At stake is money, a lot of it. New television revenue amounts to $400 million over the next four years--and TPA hard-liners point out that only about 18% of that goes into tournament purses.

The TPA, led by journeyman pro Larry Rinker, believes that the rank-and-file player has been overlooked. But Paul Azinger, an established star, calls the idea of paying players who miss cuts "socialist."

Although it's hardly unusual in pro sports to pay players who lose early--first-round losers in major tennis events earn about $12,000--it could be debated that golf's play-for-pay status makes it unique. As Jim Colbert once said, "If you aren't making enough money, then make more birdies."

And inferences that the PGA Tour is somehow hiding information are misguided.

At the same time, there are some legitimate concerns that the PGA Tour would do well to take reform into consideration.

The players have a minority of four on the nine-member Tour Policy Board and those four are hardly rank-and-file. Mark O'Meara, Davis Love III, Tom Lehman and Jay Haas are all multimillionaires.

There needs to be improved communication between the PGA Tour and all of its members, not just the most successful, taking into account that golf is how all these guys make their living.

How PGA Tour Commissioner Tim Finchem handles the situation will be interesting. When confronted a while back with the so-called World Tour, backed by Greg Norman, Finchem said it was a bad idea, then wound up putting four tournaments on the PGA Tour schedule that sure looked like World Tour ideas.

You could see the smoke rising off Norman's brow. The difference this time is that it's Larry Rinker's brow. Get Tiger Woods or David Duval involved and see how fast Finchem reacts.


Arnold Palmer waded into the growing debate on the Tour Players Assn. when he was asked his thoughts about the new group and if he believes tournament golfers should get guaranteed money.

"It sounds to me that they don't trust the people they're electing to serve on that [PGA Tour policy] board," he said. "I don't quite understand that. That means there are some questions in the integrity of the players they elected to do the job.

"When I started playing the tour, there were 150 players and 15 money positions and there were no guarantees at all.

"The players have to work and really put themselves to the task at hand. What I think you'll have is people out there who really should be looking for other work. Giving players some reason to hang on, hoping they'll make it when they've been there long enough and haven't proven that they can isn't what I think is the way to run it."

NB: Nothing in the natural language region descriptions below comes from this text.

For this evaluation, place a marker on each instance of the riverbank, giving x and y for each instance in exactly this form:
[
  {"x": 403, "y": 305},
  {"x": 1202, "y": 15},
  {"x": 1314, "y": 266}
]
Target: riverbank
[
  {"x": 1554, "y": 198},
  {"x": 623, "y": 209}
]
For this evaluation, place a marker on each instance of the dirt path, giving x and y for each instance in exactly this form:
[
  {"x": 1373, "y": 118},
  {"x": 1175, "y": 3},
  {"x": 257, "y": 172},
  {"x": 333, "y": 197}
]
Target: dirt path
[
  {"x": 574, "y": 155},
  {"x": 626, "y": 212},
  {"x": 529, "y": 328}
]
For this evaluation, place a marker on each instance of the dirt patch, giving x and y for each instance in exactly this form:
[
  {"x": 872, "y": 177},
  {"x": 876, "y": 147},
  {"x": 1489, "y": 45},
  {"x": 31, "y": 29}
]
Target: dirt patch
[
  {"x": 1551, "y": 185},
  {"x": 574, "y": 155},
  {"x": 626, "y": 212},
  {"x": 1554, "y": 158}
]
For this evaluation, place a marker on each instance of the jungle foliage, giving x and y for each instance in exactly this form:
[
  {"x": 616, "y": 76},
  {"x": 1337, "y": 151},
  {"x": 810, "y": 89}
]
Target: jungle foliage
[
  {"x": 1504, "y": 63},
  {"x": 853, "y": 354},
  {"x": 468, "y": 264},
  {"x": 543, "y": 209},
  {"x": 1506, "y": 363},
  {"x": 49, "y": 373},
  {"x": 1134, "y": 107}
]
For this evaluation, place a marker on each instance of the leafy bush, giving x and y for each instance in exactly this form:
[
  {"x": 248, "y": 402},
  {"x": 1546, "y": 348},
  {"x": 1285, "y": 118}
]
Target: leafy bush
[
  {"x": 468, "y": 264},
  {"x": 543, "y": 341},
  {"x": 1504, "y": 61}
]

John Daly shed enough weight during his conditioning program to be playing in the Dunhill Cup at St. Andrews, Scotland, but he may wind up spending another week playing golf in Great Britain--at the World Match Play Championships at Wentworth, England.

Stewart Cink dropped out and organizers have asked Daly to fill in. To do so, Daly must petition the PGA Tour to be released from his commitment to play the Las Vegas tournament.

Is it going to happen? Depends on Finchem's mood.


Last year, No. 125 on the money list, which is the cutoff to keep a PGA Tour card, was $179,273.

This year, it's probably going to be about $240,000.

Call it inflation or high tide in the talent pool, but the risk-reward factor out there in pro golf never has been greater. Already this year, 19 players have won at least $1 million.

Still, there's a fierce battle to make the top 125 and stay on the tour. The biggest casualty may be Sandy Lyle, the 1988 Masters champion whose 10-year exemption is just about up. Lyle is 140th on the money list.

Other notables on the cut line include No. 121 Blaine McCallister, No. 125 Mike Springer, No. 128 Doug Tewell, No. 129 David Ogrin, No. 133 Rinker, No. 134 Clarence Rose and No. 158 D.A. Weibring.

For Rinker, there's even more at stake. It's going to be hard to recruit for the Tour Players Assn. if he's playing the Nike Tour.